We found that there was a non significant difference in patients presenting with mild and moderate NIHSS score in AKI and non-AKI patents (P-value>0.05). But, there was a significant difference in severe NIHSS score in AKI and Non-AKI patients (P-value=0.0209). Mahmud et al18 showed that the stroke severity (NIHSS) was higher in those with impaired than those with normal renal function (13.4±1.42, 8.98±2.75 respectively. Patients with severe stroke at presentation are often at increased risk of dehydration as they have a reduced level of consciousness, are physically dependent, unable to communicate, have difficulties in swallowing and decreased oral intake which may predispose them to acute kidney injury.

In our study it was observed that the recovery in mRS in relation to renal dysfunction was 3.37±0.54 at admission and 3.51±1.17 at 28 days and for Non renal dysfunction it stood at 3.23±0.71 at admission and 2.52±0.97 at 28 days. P value at admission is 0.11 which shows that the difference is non-significant. P value at 28 days is 0.0001 and shows significant difference. In a study by Saeed et al8, 17 Patients of hemorrhagic stroke with ARF had higher incidence of moderate to severe disability (41.3% versus 30%; P<0.0001).In a similar study patients of ischemic stroke with ARF had higher proportion of moderate-to-severe disability (49.5% versus 44.2%; P, .0001)

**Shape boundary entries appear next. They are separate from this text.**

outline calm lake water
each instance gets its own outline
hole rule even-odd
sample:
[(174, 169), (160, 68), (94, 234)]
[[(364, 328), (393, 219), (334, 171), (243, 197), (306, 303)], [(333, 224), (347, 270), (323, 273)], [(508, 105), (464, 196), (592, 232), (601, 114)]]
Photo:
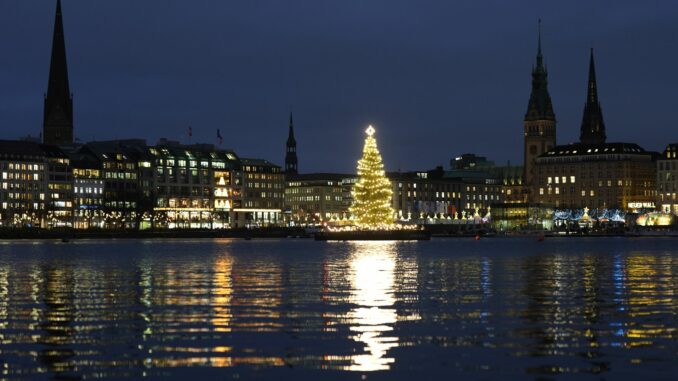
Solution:
[(678, 240), (0, 242), (0, 379), (675, 380)]

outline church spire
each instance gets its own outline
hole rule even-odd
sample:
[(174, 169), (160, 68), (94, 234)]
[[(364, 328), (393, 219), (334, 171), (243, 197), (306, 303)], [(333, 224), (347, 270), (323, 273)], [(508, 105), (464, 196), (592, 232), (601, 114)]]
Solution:
[(596, 83), (596, 66), (593, 59), (593, 48), (589, 60), (589, 81), (586, 93), (586, 105), (581, 122), (581, 135), (579, 140), (584, 144), (605, 143), (605, 123), (603, 111), (598, 101), (598, 85)]
[(294, 121), (290, 112), (289, 132), (287, 135), (287, 150), (285, 153), (285, 172), (297, 174), (297, 141), (294, 139)]
[(43, 141), (55, 145), (73, 143), (73, 98), (68, 83), (61, 0), (57, 0), (54, 19), (52, 57), (45, 96)]
[(537, 59), (532, 67), (532, 92), (527, 104), (525, 120), (556, 120), (551, 104), (551, 95), (548, 91), (548, 73), (544, 66), (544, 56), (541, 50), (541, 19), (537, 30)]

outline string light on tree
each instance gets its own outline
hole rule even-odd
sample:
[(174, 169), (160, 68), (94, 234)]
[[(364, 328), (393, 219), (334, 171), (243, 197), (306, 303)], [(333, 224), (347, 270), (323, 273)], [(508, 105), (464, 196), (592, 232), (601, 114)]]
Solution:
[(350, 211), (363, 229), (388, 228), (393, 225), (391, 182), (386, 178), (384, 163), (374, 138), (376, 130), (369, 126), (365, 133), (363, 155), (358, 160), (358, 182), (353, 188)]

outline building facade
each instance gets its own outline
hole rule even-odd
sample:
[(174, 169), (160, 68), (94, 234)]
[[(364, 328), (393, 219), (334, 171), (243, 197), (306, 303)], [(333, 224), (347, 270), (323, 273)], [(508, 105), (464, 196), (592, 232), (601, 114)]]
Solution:
[(0, 224), (40, 227), (46, 217), (47, 162), (37, 143), (0, 140)]
[(537, 202), (561, 209), (654, 208), (656, 154), (633, 143), (606, 143), (593, 51), (580, 139), (536, 159)]
[[(541, 51), (541, 25), (537, 42), (537, 60), (532, 68), (532, 91), (523, 123), (522, 176), (524, 191), (531, 193), (535, 182), (536, 159), (556, 145), (556, 116), (548, 91), (548, 73)], [(530, 200), (531, 201), (531, 200)]]
[(678, 215), (678, 143), (669, 144), (657, 160), (657, 207)]
[(319, 225), (349, 218), (344, 202), (344, 180), (337, 173), (288, 175), (285, 180), (285, 214), (290, 225)]

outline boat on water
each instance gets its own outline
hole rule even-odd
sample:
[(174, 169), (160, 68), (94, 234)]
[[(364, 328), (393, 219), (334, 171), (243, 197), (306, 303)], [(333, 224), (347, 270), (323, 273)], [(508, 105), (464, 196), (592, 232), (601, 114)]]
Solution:
[(428, 241), (426, 230), (322, 230), (314, 234), (316, 241)]

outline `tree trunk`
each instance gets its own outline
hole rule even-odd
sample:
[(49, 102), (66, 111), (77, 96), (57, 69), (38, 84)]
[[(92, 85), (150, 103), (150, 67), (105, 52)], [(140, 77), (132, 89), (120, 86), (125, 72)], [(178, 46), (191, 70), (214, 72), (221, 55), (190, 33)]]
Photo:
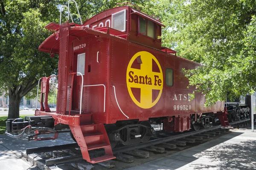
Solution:
[(8, 112), (8, 119), (16, 118), (20, 117), (20, 103), (21, 98), (19, 94), (16, 94), (9, 90), (9, 98), (10, 103), (9, 105), (9, 112)]

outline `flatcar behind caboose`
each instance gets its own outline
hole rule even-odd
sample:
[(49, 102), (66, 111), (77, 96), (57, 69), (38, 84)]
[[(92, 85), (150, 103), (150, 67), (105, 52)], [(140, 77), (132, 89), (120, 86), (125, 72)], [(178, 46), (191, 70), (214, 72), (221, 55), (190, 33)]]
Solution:
[[(191, 125), (198, 130), (210, 127), (218, 115), (227, 125), (224, 101), (206, 108), (204, 95), (190, 98), (195, 87), (187, 88), (181, 69), (200, 65), (161, 46), (162, 26), (158, 18), (129, 6), (81, 25), (47, 26), (54, 33), (39, 50), (59, 55), (57, 108), (48, 107), (49, 78), (43, 78), (37, 118), (51, 116), (55, 130), (69, 126), (83, 158), (93, 163), (115, 158), (111, 144), (148, 141), (154, 132), (151, 123), (163, 123), (169, 131)], [(88, 151), (99, 148), (106, 155), (90, 158)]]

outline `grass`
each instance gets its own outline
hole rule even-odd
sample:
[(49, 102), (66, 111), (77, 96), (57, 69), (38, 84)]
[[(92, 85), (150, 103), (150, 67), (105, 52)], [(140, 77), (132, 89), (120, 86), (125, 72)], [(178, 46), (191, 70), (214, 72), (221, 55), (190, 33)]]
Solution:
[[(28, 115), (31, 116), (31, 115)], [(26, 115), (22, 115), (20, 116), (20, 118), (25, 118)], [(0, 134), (4, 134), (6, 130), (6, 123), (7, 120), (7, 116), (0, 116)]]

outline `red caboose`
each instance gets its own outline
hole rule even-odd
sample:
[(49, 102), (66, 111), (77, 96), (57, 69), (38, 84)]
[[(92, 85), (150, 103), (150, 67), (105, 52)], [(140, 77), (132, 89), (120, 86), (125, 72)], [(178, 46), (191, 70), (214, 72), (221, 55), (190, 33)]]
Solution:
[[(224, 102), (204, 107), (205, 98), (190, 100), (183, 68), (200, 64), (161, 46), (155, 19), (129, 6), (104, 11), (84, 24), (51, 23), (54, 34), (39, 50), (59, 55), (56, 112), (48, 107), (49, 78), (42, 78), (41, 109), (55, 127), (67, 125), (83, 158), (93, 163), (112, 159), (111, 147), (146, 142), (151, 124), (182, 132), (209, 127)], [(90, 158), (88, 150), (104, 148), (106, 155)]]

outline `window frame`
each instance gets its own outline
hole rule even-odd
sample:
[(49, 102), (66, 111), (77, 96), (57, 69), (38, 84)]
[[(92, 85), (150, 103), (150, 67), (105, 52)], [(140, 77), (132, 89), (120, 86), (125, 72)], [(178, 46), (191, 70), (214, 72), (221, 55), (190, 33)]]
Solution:
[[(167, 81), (166, 81), (167, 80), (166, 74), (167, 73), (167, 69), (171, 69), (172, 70), (172, 86), (169, 86), (169, 85), (167, 85)], [(166, 77), (165, 77), (165, 78), (165, 78), (165, 80), (166, 80), (166, 86), (168, 86), (169, 87), (172, 87), (172, 86), (173, 86), (173, 83), (174, 83), (174, 82), (173, 82), (173, 80), (174, 80), (174, 79), (173, 79), (173, 75), (174, 75), (173, 72), (173, 72), (173, 69), (172, 69), (171, 68), (166, 68)]]
[[(143, 34), (142, 33), (143, 32), (140, 32), (140, 17), (142, 17), (143, 18), (144, 18), (145, 20), (146, 20), (146, 32), (145, 33), (145, 35), (144, 35), (144, 34)], [(154, 23), (154, 37), (152, 38), (151, 37), (149, 37), (149, 36), (148, 35), (148, 19), (147, 19), (147, 18), (144, 18), (143, 17), (142, 17), (142, 16), (138, 15), (138, 33), (140, 34), (141, 35), (143, 35), (143, 36), (146, 36), (147, 37), (148, 37), (150, 38), (151, 38), (153, 40), (157, 40), (157, 38), (156, 37), (156, 23), (154, 22), (153, 22), (151, 20), (150, 20), (151, 22), (152, 22), (153, 23)]]
[(125, 29), (124, 29), (123, 30), (122, 30), (122, 31), (121, 31), (122, 32), (125, 32), (126, 31), (126, 9), (123, 9), (122, 10), (119, 11), (118, 12), (116, 12), (114, 14), (112, 14), (111, 15), (111, 28), (113, 28), (113, 15), (114, 15), (116, 14), (117, 14), (119, 13), (120, 13), (122, 12), (123, 11), (125, 12), (125, 14), (124, 15), (124, 28)]

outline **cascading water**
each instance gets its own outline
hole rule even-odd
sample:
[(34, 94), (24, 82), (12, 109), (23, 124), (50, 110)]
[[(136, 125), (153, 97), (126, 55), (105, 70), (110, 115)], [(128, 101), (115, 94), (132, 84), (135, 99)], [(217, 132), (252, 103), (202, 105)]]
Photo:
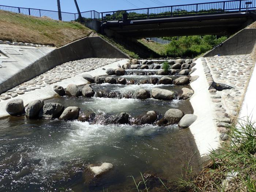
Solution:
[[(187, 163), (197, 165), (199, 157), (193, 155), (197, 149), (189, 129), (180, 129), (177, 124), (131, 123), (149, 111), (157, 112), (158, 120), (171, 108), (193, 113), (188, 100), (178, 100), (181, 89), (189, 85), (151, 83), (151, 79), (163, 76), (156, 75), (158, 69), (126, 71), (121, 76), (125, 84), (92, 84), (95, 93), (91, 98), (64, 96), (45, 101), (93, 112), (97, 120), (93, 123), (25, 116), (1, 120), (0, 191), (102, 191), (103, 187), (109, 191), (129, 191), (134, 187), (127, 177), (131, 174), (136, 178), (140, 172), (150, 171), (176, 180)], [(179, 76), (167, 76), (175, 79)], [(127, 84), (131, 81), (132, 84)], [(172, 101), (136, 98), (139, 90), (150, 91), (153, 88), (174, 91), (176, 98)], [(122, 112), (129, 114), (131, 125), (106, 123)], [(86, 166), (104, 162), (113, 164), (114, 169), (96, 185), (85, 184)]]

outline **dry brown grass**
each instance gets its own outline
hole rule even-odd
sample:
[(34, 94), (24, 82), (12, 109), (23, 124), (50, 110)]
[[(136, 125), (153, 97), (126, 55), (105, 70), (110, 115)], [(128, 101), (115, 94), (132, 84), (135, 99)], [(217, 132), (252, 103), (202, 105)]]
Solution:
[(0, 39), (56, 46), (87, 37), (92, 31), (76, 22), (64, 22), (0, 11)]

In our study it was observed that there was significant difference in stroke mortality in patients with renal dysfunction (22.2%) vs Non renal dysfunction (4.1%). And p value was significant. (P-value= 0.0002). Pereg et al found that Mortality rates were highest in patients with recognized renal insufficiency, followed by patients with unrecognized renal insufficiency, and were lowest in patients with normal renal function (9.9%, 9.1%, and 4.4%, respectively, P < .0001).Higher mortality rate in our study may be because of small sample size. The association between reduced renal function and adverse outcomes in patients with acute stroke is not completely understood and seems to be multifactorial. Factors associated with impaired renal function that may contribute to the adverse outcome of patients with stroke include insulin resistance, oxidative stress, inflammation, endothelial dysfunction, vascular calcifications and increased plasma levels of fibrinogen and homocysteine. 15

Limitations

Our study has few limitations. Main limitation was the absence of long term follow up at 3 months. Long term follow up would have given us better picture of post stroke disability in patients with and without renal dysfunction. Other main limitation in our study was small sample size.

Conclusion

The prevalence of renal dysfunction is common in stroke patients, both ischemic and hemorrhagic stroke. Our study shows patients who have acute kidney injury following stroke or those patients who have unrecognized renal dysfunction (Egfr<60ml/min with Normal Serum creatinine) have significant mortality as well as poor functional recovery at 1 month. Furthermore, appropriate approach to deal with patients with renal dysfunction (i.e. adequate hydration, avoidance of nephrotoxic drugs, drug dose adjustment etc) should be considered as preventive and therapeutic strategies of acute stroke which can influence overall mortality and morbidity.

Source of Funding

No financial support was received for the work within this manuscript.

Conflict of Interest

The authors declare they have no conflict of interest.